Along with the ePrivacy Directive, people saw both as attempts to protect the public rather than corporate interests. But due to the edits to the final Copyright Directive, such worries subsided and no mass monitoring needed to be implemented. Although the Article 13 https://www.day-trading.info/how-to-find-the-best-stocks-for-day-trading/ vote has been passed by the European Parliament, this doesn’t mean its provisions take place straight away. The Directive on Copyright has gained vocal critics on both sides of the debate, but you can broadly chunk up defenders and detractors into two categories.

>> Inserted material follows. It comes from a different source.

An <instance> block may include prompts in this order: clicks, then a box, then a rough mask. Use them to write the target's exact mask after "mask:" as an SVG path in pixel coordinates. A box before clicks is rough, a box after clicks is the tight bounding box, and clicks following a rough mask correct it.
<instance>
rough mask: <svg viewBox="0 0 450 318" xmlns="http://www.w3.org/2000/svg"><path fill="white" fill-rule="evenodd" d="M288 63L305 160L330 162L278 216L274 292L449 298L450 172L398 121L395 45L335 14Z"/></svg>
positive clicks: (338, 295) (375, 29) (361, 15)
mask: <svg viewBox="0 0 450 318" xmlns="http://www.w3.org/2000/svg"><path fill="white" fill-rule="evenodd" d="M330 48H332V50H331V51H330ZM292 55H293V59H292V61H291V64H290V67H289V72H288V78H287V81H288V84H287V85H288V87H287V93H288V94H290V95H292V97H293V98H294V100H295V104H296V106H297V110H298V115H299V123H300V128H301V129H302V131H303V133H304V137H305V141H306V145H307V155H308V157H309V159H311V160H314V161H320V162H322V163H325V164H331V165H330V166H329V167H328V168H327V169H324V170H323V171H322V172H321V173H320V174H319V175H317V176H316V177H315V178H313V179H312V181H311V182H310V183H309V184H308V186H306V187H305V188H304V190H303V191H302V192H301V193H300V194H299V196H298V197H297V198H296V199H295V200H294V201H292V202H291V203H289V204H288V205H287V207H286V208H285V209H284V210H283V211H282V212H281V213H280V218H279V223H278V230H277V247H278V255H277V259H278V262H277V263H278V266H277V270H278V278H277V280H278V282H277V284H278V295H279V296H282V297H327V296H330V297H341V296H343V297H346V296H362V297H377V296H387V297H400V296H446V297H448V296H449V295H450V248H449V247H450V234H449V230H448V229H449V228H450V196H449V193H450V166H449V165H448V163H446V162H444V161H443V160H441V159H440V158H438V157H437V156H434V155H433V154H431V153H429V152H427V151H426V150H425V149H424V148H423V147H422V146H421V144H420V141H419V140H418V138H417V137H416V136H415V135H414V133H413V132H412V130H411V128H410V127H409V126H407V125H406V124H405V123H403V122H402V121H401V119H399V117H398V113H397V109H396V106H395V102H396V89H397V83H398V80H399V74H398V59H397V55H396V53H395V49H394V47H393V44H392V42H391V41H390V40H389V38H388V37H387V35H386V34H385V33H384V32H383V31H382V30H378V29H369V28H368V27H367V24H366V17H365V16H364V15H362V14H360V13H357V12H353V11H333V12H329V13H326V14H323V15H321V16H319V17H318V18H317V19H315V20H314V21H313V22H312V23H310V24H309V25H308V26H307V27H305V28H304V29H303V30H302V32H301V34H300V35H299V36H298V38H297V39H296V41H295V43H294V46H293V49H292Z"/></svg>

Boiled down, all this article is saying is that any websites that host large amounts of user-generated content (think YouTube, Twitter and Facebook) are responsible for taking down that content if it infringes on copyright. Currently, platforms such as YouTube aren’t responsible for copyright violations, although they must remove that content when directed to do so by the rights holders. It’s become known by the most controversial segment, Article 13, which critics claim will have a detrimental impact on creators online. For nearly a decade, content on Reddit was largely unchecked and unmoderated by the company at large.

An additional level of approval can be denoted with Reddit awards, which come in various denominations and are available for purchase; a certain number are included with Premium subscriptions. All forums have the same general structure, but moderators can add specific icons, banners, and “flair” that can be used within the forum. Flair are tags that appear after a username—for example, a label that allows a person https://www.forexbox.info/bitcoin-btc-usd-cryptocurrency-price-news/ in a fitness forum to indicate that they are a weightlifter, yogi, cyclist, runner, etc. A user can view recent posts in all of the subreddits that they have joined in their home page feed. Reddit is an online social media forum where users share news stories and other content. Reddit was launched in 2005 by American entrepreneurs Steve Huffman and Alexis Ohanian; it became a publicly held company in 2024.